Tears in Parma as Ireland’s loss to Scotland leaves World Cup dreams in tatters

Defeat marks a low point for Irish women’s rugby

Dejected Irish players at the final whistle in Parma after Scotland secured a late win the Rugby World Cup European Qualifying Tournament. Photograph: Matteo Ciambelli/Inpho

Dejected Irish players at the final whistle in Parma after Scotland secured a late win the Rugby World Cup European Qualifying Tournament. Photograph: Matteo Ciambelli/Inpho

 

All smiles at Thomond Park and the Aviva Stadium, not least a beaming Simon Zebo after his two-try return, as both Munster and Leinster completed entertaining bonus-point wins over the Sharks and the Bulls in the United Rugby Championship.
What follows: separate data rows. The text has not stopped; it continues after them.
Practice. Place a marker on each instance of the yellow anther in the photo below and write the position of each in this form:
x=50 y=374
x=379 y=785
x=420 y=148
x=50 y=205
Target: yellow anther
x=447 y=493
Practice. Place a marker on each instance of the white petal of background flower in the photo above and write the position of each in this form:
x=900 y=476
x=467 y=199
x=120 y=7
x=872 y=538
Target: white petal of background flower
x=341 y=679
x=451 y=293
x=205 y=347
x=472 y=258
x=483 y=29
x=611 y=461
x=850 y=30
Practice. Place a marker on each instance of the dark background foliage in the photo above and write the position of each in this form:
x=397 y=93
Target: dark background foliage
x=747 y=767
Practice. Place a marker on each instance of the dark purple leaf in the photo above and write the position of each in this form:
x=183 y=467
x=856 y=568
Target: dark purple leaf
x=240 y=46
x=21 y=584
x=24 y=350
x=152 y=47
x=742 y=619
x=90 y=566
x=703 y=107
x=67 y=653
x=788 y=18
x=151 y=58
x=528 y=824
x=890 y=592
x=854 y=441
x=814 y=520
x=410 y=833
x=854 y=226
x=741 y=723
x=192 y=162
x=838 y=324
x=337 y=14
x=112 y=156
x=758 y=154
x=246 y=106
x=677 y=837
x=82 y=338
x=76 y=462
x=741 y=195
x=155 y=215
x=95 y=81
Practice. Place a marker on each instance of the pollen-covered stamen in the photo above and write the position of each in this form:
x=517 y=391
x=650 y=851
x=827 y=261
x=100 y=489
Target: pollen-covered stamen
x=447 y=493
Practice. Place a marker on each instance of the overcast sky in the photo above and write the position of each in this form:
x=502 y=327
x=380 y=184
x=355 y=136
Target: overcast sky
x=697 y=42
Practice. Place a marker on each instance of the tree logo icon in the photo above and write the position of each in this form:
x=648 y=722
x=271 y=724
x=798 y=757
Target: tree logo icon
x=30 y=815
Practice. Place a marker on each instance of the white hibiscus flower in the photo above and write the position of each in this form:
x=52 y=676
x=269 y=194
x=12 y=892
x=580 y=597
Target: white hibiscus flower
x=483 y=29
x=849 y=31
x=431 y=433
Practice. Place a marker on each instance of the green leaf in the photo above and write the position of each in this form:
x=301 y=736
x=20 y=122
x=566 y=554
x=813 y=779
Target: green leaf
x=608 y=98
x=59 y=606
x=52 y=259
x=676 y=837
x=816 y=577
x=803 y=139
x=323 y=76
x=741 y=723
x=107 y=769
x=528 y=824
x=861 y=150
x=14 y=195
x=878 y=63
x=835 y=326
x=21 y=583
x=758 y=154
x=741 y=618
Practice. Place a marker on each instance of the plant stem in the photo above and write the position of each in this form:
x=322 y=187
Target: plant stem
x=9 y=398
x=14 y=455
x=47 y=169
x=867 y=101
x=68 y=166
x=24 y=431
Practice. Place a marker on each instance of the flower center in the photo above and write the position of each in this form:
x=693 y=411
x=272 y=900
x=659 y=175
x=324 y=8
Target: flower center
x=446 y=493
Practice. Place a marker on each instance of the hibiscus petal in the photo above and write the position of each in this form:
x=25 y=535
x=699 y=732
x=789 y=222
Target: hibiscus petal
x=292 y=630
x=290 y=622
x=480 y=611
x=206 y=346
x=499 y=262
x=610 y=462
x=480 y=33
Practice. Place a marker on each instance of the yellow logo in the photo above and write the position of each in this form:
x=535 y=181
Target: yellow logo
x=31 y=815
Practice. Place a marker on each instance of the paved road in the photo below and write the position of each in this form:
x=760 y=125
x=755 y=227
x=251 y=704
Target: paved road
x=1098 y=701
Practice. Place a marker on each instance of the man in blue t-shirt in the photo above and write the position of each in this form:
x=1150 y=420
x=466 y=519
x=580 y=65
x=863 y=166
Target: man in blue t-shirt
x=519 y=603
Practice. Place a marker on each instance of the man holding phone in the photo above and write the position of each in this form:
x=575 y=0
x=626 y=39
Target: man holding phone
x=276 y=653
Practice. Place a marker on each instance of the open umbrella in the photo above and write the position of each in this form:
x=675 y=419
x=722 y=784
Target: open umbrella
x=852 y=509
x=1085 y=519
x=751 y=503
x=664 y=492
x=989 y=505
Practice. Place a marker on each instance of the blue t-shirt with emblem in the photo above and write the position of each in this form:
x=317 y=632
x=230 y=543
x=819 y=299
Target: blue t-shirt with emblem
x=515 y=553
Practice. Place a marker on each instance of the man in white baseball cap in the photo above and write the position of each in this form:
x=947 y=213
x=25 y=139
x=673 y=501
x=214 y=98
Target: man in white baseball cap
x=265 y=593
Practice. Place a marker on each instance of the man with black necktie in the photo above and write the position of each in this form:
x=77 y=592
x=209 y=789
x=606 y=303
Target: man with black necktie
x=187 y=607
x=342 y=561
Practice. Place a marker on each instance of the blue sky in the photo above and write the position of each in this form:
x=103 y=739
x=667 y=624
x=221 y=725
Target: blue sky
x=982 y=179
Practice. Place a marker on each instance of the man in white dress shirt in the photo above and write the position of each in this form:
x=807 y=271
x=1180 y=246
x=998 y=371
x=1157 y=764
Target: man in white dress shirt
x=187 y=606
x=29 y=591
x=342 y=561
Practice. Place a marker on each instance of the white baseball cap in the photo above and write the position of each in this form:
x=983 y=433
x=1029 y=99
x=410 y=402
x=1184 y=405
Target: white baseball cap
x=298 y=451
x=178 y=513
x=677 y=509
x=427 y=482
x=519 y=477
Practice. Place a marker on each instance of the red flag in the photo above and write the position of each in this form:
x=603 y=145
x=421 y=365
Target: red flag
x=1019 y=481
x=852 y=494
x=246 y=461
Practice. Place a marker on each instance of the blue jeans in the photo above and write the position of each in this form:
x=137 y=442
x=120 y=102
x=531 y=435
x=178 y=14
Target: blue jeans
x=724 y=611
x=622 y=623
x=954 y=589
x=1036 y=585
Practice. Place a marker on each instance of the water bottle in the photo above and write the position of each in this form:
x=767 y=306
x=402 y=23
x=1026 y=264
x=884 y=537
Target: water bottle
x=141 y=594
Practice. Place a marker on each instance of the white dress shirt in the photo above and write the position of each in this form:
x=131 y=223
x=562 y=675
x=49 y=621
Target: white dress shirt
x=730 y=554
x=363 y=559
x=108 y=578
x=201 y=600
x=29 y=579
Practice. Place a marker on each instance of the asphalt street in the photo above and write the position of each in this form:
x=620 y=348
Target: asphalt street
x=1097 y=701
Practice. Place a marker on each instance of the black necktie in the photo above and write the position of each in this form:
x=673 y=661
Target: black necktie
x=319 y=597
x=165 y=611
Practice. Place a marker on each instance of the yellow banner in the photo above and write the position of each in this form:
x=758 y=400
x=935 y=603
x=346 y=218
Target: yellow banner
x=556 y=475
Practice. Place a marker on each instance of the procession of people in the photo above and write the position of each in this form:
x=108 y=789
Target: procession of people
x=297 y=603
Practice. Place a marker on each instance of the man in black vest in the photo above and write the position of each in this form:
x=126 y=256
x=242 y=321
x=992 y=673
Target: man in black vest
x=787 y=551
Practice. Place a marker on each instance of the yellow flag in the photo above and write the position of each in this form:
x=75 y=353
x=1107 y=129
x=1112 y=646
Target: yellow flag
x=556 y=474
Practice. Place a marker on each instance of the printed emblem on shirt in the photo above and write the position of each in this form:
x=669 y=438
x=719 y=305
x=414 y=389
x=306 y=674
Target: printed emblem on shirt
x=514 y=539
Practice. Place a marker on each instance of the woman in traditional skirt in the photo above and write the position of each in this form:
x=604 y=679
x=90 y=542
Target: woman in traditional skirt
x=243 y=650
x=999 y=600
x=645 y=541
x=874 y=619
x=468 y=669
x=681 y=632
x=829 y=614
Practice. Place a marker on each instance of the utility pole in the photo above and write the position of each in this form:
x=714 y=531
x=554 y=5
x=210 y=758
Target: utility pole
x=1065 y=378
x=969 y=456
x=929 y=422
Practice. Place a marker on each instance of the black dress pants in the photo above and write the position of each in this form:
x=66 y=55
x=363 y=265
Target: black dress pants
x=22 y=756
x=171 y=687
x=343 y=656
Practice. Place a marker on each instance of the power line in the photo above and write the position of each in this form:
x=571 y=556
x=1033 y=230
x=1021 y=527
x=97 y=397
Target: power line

But it was all tears in the Stadio Sergio Lanfranchi in Parma for the Irish women’s team after their dreams of qualifying for the 2022 World Cup in New Zealand ended with a 20-18 defeat at the hands of Scotland.

A try with the last play of the match by winger Chloe Rollie and the conversion by replacement outhalf Sarah Law with the last kick of the European qualifying tournament earned Scotland a place in the repechage against Samoa, Colombia and an Asian qualifier. Scotland will be warm favourites to advance to New Zealand.

The 20-18 defeat was a heartbreaking blow for the squad and marks a low point for Irish women’s rugby, as well as a damaging night for head coach Adam Griggs, the IRFU and the performance director David Nuicfora, as the sport in this country misses out on the exposure which would have ensued from competing in the World Cup.

Ireland should not be losing to Scotland, and certainly not to Spain, who beat Ireland 8-7 in the opening round before ultimately finishing bottom after Italy secured a bonus-point 34-10 win over them earlier in the day.

That secured automatic qualification for Italy, although in a cart-before-the-horse performance Ireland appeared to be chasing the bonus point from the off rather than the win (or draw) that would have earned a place in the repechage.

The failed campaign probably means there will be no more World Cups for the remarkable Lindsay Peat or the last two links with the 2013 Grand Slam, 2014 World Cup semi-final – after beating New Zealand – and the 2015 Six Nations title, Sene Naoupu and Claire Molloy, after brilliant careers.

“It’s devastating,” said Fiona Coghlan, the Grand Slam-winning captain, on RTÉ in the demoralising moments after the full-time whistle. “Obviously devastating for Irish rugby. What do you say? A competition that you were going in as favourites, you slip up in the first game, you recover in the second, you go into this game as favourites and you have to credit Scotland, they fought us to the bitter end and it’s a killer blow.

“It’s a low point for Irish rugby. The 2017 World Cup was a low point in Irish rugby, we’ve reached an even lower now by not going forward to the next World Cup.”

Leinster fans celebrate a try during the United Rugby Championship game against the Vodafone Bulls at the Aviva Stadium. Photograph: Ryan Byrne/Inpho
Leinster fans celebrate a try during the United Rugby Championship game against the Vodafone Bulls at the Aviva Stadium. Photograph: Ryan Byrne/Inpho

As those events were unfolding, a highly motivated Leinster were on course for an impressive first outing in the URC, the Pro14 four-in-a-row champions beating the Bulls, who retained their Currie Cup crown a fortnight ago, by 31-3.

Munster, the Pro14 runners-up, followed that up with a six tries to two, 42-17 win over the Sharks, beaten finalists in the Currie Cup.

Yet there was enough in both of the performances by the South African franchises to suggest they will be competitive in the rebranded competition. Leo Cullen admitted that the scoreline did not reflect the contest, attended by 19,419.

Noting that the Bulls would have celebrated their Currie Cup success and had time off before travelling to Europe, Cullen said: “I wouldn’t say it was easy. You look at some of our players and they are pretty exhausted in the dressingroom after it and they were pretty exhausted if you looked at them at different stages of the game as well.

“There was a big swing just before half-time when we managed to hold them out and gave away a few penalties and we rode our luck a bit, so I don’t think the score really reflected the game. I wouldn’t be underestimating the Bulls in the future. They are a very dangerous team.”

Allowances also had to made for home advantage, especially given the travel distance.

“It’s so strange for some of their guys travelling here, a lot of them for the first time,” said Cullen. “We got that when we played the Cheetahs the first time we went to Bloemfontein, ” he added, in reference to a 38-19 defeat in September 2017. “I’ve never been to Pretoria myself but from what I gather it’s an intimidating atmosphere and particularly when they have supporters back.”